Inside Llewyn Davis (Ethan Coen & Joel Coen, 2013)



Over twenty years ago the Coen Brothers’ created Barton Fink, a film in which its titular character is at times his own worse enemy, unable to see that it is himself that prohibits him from success, unwilling to compromise and accept help from those around him.

Here, Oscar Isaac’s lead character shares a lot in common with John Turturro’s as he attempts to become a folk singing success in 1961 New York. Llewyn Davis (I delightful Welsh name, I must add) is not a particularly likeable or sympathetic character, he is uncaring of those around him and does not see the pain and suffering he causes for others: he impregnates his friend’s partner and without hesitation offers an abortion, he carelessly loses another friends cat, and he rudely insults other artists for a variety of reasons.

Recovering from the death of his former partner, Llewyn Davis stubbornness and refusal to conform to the changing musical landscape around him ultimately holds him back from achieving success. In one of the beginning scenes a man sits beside him in a bar, praising his friends’ performance, Isaac sits there with a look of disgust,to him, this is not good music, and as we soon begin to learn: it is either his way or no way.

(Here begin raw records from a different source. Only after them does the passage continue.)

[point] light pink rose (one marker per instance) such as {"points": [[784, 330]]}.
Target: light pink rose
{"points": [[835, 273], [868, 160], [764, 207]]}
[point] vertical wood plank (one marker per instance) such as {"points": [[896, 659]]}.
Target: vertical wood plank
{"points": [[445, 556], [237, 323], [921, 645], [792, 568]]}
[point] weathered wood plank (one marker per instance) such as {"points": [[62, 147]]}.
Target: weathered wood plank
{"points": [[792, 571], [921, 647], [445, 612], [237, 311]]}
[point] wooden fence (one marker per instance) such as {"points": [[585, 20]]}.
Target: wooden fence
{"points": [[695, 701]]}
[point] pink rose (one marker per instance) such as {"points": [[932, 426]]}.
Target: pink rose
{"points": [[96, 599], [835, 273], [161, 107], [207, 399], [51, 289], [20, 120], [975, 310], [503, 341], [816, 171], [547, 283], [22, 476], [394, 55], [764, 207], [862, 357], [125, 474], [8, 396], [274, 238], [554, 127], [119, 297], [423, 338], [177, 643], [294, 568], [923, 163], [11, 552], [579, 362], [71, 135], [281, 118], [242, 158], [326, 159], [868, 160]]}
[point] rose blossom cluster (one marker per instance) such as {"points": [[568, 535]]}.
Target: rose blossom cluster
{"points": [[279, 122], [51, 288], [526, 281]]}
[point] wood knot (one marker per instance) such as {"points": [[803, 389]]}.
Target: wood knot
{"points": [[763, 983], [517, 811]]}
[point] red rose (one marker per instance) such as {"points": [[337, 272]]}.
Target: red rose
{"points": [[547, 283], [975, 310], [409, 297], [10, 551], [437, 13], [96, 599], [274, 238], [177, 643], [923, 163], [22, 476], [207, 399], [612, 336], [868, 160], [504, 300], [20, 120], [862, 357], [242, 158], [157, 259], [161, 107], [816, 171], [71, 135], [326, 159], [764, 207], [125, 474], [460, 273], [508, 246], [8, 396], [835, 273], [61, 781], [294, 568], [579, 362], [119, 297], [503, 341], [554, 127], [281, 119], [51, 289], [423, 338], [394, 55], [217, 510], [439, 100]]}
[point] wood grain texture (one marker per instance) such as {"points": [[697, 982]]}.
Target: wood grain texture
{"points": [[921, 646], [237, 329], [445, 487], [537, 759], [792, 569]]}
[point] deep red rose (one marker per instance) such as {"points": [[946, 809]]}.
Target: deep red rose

In another scene he agrees to take part in a musical piece with two other men, he initially mocks the writing of the song before he realises that it his is co-singer and friend who is the writer. He then decides to take an up front payment in order to fund the abortion of this same man’s wife’s unborn child, as opposed to receiving any future royalties. His past dismissal for the concerns of others once again proves to be a hindrance to his career.

Llewyn Davis’ disdain for others is summed up in a scene with his sister when he describes other people simply as those who ‘exist’. The other characters in this movie are shown in such a way in that we see them through Llewyn Davis’ eyes; he is a selfish man, unable to see the good in those around him. Justin Timberlake’s character is a more successful musician whose music whilst not folk music like Llewyn’s, is certainly more successful and profitable, he also has a wife and home unlike Llewyn. Then we have the characters portrayed by John Goodman and Garrett Hedlund, two talented musicians who are rather unpleasant and insulting towards Llewyn (at least Goodman’s character), themselves in a way representing wasted talents, unlikely to make it because of different problems, although Llewyn fails to recognise what they are trying to tell him, reacting angrily to their criticism of folk music.

The film is bleak and depressing at times, it’s a very moody film which will put off some viewers. But most of the Coen Brothers’ films are similar in the way they deal with the little man, the underdog, and at times with pessimistic fates. In No Country for Old Men we have a character that although faced with a number of forces against him, is ultimately responsible for his own downfall through his stubbornness and insistence that he will win by going his own way. The cinematography is superb in capturing the feel of Llewyn’s daunting journey throughout the film; it has a wonderful blue, frosty feel to it. The film probably has the best soundtrack of the year too, with all the music – bar the final song from a voice you might just recognise – recorded live by the actors themselves. Then there is the usual Coen Brothers’ dark humour, although at times nasty, you can not help but laugh at the human side of frustration that shows in both Llewyn Davis’ actions and dialogue.

The last scene in particular is a brilliant piece of writing, it replicates what we are shown at the start, but this time we get added context and have a full understanding of Llewyn Davis’ character, we know what exactly is happening and can easily accept why.

The Coen Brothers have made many great films, and this is right up there at the very top, it might just be their greatest and most honest human study, it’s a film that manages to be both beautiful and tragic, and you can not help but really feel the journey that Llewyn Davis’ goes on. My favourite film of 2013 so far.